Bug#860236: xen pv domU crash with 3.16 kernel and xen 4.8

2017-04-20 Thread Vincent Legout
On Wed, Apr 19, 2017 at 08:39:05PM +0100, Ben Hutchings wrote :
> On Fri, 2017-04-14 at 11:18 +0200, Vincent Legout wrote:
> [...]
> > Could cpu hotplug be buggy in 3.16? And Xen triggers this bug after 5
> > minutes even without doing any 'xl vcpu-set'?
> 
> The MCE polling timer for each CPU runs every 5 minutes, so this is
> presumably the first time it runs.  Perhaps this domain is configured
> such that CPUs are hot-removed shortly after boot?

I didn't explicitly set anything like that, but I guess it could also be
a default configuration in Xen.

> In the first crash, it looks like the timer for CPU x!=0 is being
> called on CPU 0.  In general this can happen if CPU x is hot-removed;
> its timers are migrated to another CPU.  This should *not* be possible
> with the MCE timer, as there is a hotplug callback that removes the
> timer when a CPU is removed.  There is a check for the timer having
> been migrated anyway, which triggers the WARNING.  The timer function
> then tries to re-add the timer for the current CPU, but that's still
> pending, which triggers the BUG.  Either the hotplug callback was not
> called, or the timer was migrated before being removed resulting in a
> race condition.
> 
> > With "maxvcpus" set larger "vcpus", xl vcpu-set seems to work most of
> > the time (between 1 and 16 vcpus), but after several tries, I got the
> > attached trace.
> 
> I'm not sure what's going on in this crash, but as it's a null
> dereference in migrate_timer_list it seems somewhat related.
> 
> I didn't find any changes that would explain how this was fixed between
> 4.0 and 4.2.  I suggest you work around it by adding 'nomce' to the
> kernel command line as I would expect Xen or dom0 to handle MCEs.

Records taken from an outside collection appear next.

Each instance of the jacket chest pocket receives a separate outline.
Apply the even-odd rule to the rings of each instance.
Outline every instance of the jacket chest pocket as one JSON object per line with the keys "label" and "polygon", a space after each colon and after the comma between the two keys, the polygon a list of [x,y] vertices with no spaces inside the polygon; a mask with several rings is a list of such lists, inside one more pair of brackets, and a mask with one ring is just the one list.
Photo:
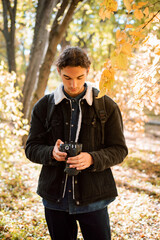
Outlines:
{"label": "jacket chest pocket", "polygon": [[60,119],[53,119],[48,126],[48,144],[53,145],[57,139],[63,140],[63,122]]}
{"label": "jacket chest pocket", "polygon": [[97,116],[82,120],[80,140],[85,143],[83,151],[97,149],[101,138],[100,121]]}

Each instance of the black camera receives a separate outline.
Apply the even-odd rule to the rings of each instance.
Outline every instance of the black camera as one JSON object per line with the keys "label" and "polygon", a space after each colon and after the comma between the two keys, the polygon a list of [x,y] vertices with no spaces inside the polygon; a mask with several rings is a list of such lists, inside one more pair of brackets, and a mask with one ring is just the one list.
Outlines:
{"label": "black camera", "polygon": [[[76,142],[64,143],[64,144],[60,145],[59,150],[61,152],[67,153],[67,158],[66,158],[66,160],[67,160],[68,157],[74,157],[81,153],[82,144],[76,143]],[[66,173],[68,173],[69,176],[76,176],[80,172],[76,168],[70,168],[68,163],[66,163],[66,167],[65,167],[64,171]]]}

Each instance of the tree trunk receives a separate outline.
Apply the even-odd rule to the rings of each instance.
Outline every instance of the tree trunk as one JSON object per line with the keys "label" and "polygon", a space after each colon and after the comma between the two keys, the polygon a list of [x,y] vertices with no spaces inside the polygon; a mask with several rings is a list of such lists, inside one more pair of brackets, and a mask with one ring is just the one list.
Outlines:
{"label": "tree trunk", "polygon": [[34,37],[32,49],[30,53],[29,66],[26,73],[26,79],[23,87],[23,113],[24,117],[28,118],[29,106],[36,88],[40,65],[43,62],[47,45],[48,45],[48,30],[53,7],[59,0],[39,0],[36,14],[36,24],[34,29]]}
{"label": "tree trunk", "polygon": [[[4,28],[2,30],[7,49],[7,60],[9,72],[16,72],[16,60],[15,60],[15,20],[17,0],[14,0],[14,5],[11,7],[9,0],[2,0],[3,4],[3,22]],[[10,20],[10,23],[9,21]]]}
{"label": "tree trunk", "polygon": [[[81,0],[63,1],[61,11],[57,13],[57,16],[53,22],[49,36],[48,49],[45,55],[44,62],[40,68],[37,88],[34,92],[32,103],[30,105],[29,119],[34,104],[44,95],[50,74],[50,69],[56,54],[57,45],[61,42],[79,2],[81,2]],[[67,11],[65,11],[66,9]],[[59,22],[58,20],[60,16],[63,16],[63,18]]]}

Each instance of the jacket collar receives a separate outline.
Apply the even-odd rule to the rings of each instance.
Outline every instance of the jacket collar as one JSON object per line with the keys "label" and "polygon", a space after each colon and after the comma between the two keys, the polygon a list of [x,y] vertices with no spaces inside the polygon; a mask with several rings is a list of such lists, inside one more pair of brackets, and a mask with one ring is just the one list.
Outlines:
{"label": "jacket collar", "polygon": [[[87,84],[86,94],[82,99],[86,99],[86,102],[88,103],[88,105],[91,106],[93,102],[92,85],[89,82],[86,84]],[[67,98],[63,92],[62,87],[63,87],[63,83],[61,83],[54,91],[55,105],[59,104],[64,98]]]}

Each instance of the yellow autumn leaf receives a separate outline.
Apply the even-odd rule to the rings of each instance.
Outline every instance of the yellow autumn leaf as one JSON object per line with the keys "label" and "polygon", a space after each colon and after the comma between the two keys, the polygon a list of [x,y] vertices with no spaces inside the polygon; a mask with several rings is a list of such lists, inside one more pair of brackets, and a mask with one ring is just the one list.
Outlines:
{"label": "yellow autumn leaf", "polygon": [[110,18],[111,14],[117,11],[118,8],[118,3],[115,0],[104,0],[100,5],[102,7],[99,11],[99,15],[103,20],[105,17]]}
{"label": "yellow autumn leaf", "polygon": [[127,54],[128,56],[132,55],[132,45],[130,43],[125,43],[122,45],[121,52]]}
{"label": "yellow autumn leaf", "polygon": [[141,10],[138,10],[138,9],[136,9],[136,10],[134,11],[134,16],[135,16],[138,20],[141,20],[141,19],[144,17],[142,11],[141,11]]}
{"label": "yellow autumn leaf", "polygon": [[121,31],[120,31],[120,29],[118,29],[118,30],[116,31],[116,38],[117,38],[117,39],[120,37],[120,34],[121,34]]}
{"label": "yellow autumn leaf", "polygon": [[111,55],[112,66],[118,69],[126,70],[128,66],[128,58],[124,53],[117,54],[115,51]]}
{"label": "yellow autumn leaf", "polygon": [[155,54],[156,54],[156,55],[160,55],[160,47],[159,47],[159,48],[156,48]]}
{"label": "yellow autumn leaf", "polygon": [[148,39],[149,39],[149,36],[143,40],[142,44],[145,44],[148,41]]}
{"label": "yellow autumn leaf", "polygon": [[141,7],[145,6],[146,4],[148,4],[148,1],[147,2],[139,2],[138,7],[141,8]]}
{"label": "yellow autumn leaf", "polygon": [[138,31],[130,31],[129,32],[129,34],[131,35],[131,36],[134,36],[134,37],[138,37],[138,38],[145,38],[146,36],[143,34],[143,30],[141,29],[141,30],[138,30]]}
{"label": "yellow autumn leaf", "polygon": [[105,13],[104,13],[104,9],[103,8],[101,8],[100,10],[99,10],[99,16],[101,17],[101,19],[104,21],[105,20]]}
{"label": "yellow autumn leaf", "polygon": [[124,2],[125,7],[127,8],[128,12],[130,12],[132,9],[130,0],[123,0],[123,2]]}
{"label": "yellow autumn leaf", "polygon": [[146,17],[148,17],[148,15],[149,15],[149,8],[146,7],[146,8],[144,9],[143,13],[145,14]]}
{"label": "yellow autumn leaf", "polygon": [[143,6],[145,6],[148,2],[139,2],[138,4],[133,4],[132,6],[132,9],[135,10],[135,9],[140,9],[142,8]]}
{"label": "yellow autumn leaf", "polygon": [[110,12],[110,11],[108,11],[108,10],[105,10],[105,12],[104,12],[105,17],[108,18],[108,19],[110,19],[111,13],[112,13],[112,12]]}
{"label": "yellow autumn leaf", "polygon": [[133,28],[133,25],[132,24],[126,24],[125,28]]}
{"label": "yellow autumn leaf", "polygon": [[99,89],[103,91],[103,88],[110,90],[114,83],[115,71],[113,68],[106,68],[101,74],[101,79],[99,82]]}
{"label": "yellow autumn leaf", "polygon": [[100,92],[98,93],[98,96],[96,98],[101,98],[106,94],[106,88],[103,87]]}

Thanks a lot Ben, I can't reproduce the issue with 'nomce'.

Thanks,
Vincent


signature.asc
Description: PGP signature


Bug#860236: xen pv domU crash with 3.16 kernel and xen 4.8

2017-04-19 Thread Ben Hutchings
On Fri, 2017-04-14 at 11:18 +0200, Vincent Legout wrote:
[...]
> Could cpu hotplug be buggy in 3.16? And Xen triggers this bug after 5
> minutes even without doing any 'xl vcpu-set'?

The MCE polling timer for each CPU runs every 5 minutes, so this is
presumably the first time it runs.  Perhaps this domain is configured
such that CPUs are hot-removed shortly after boot?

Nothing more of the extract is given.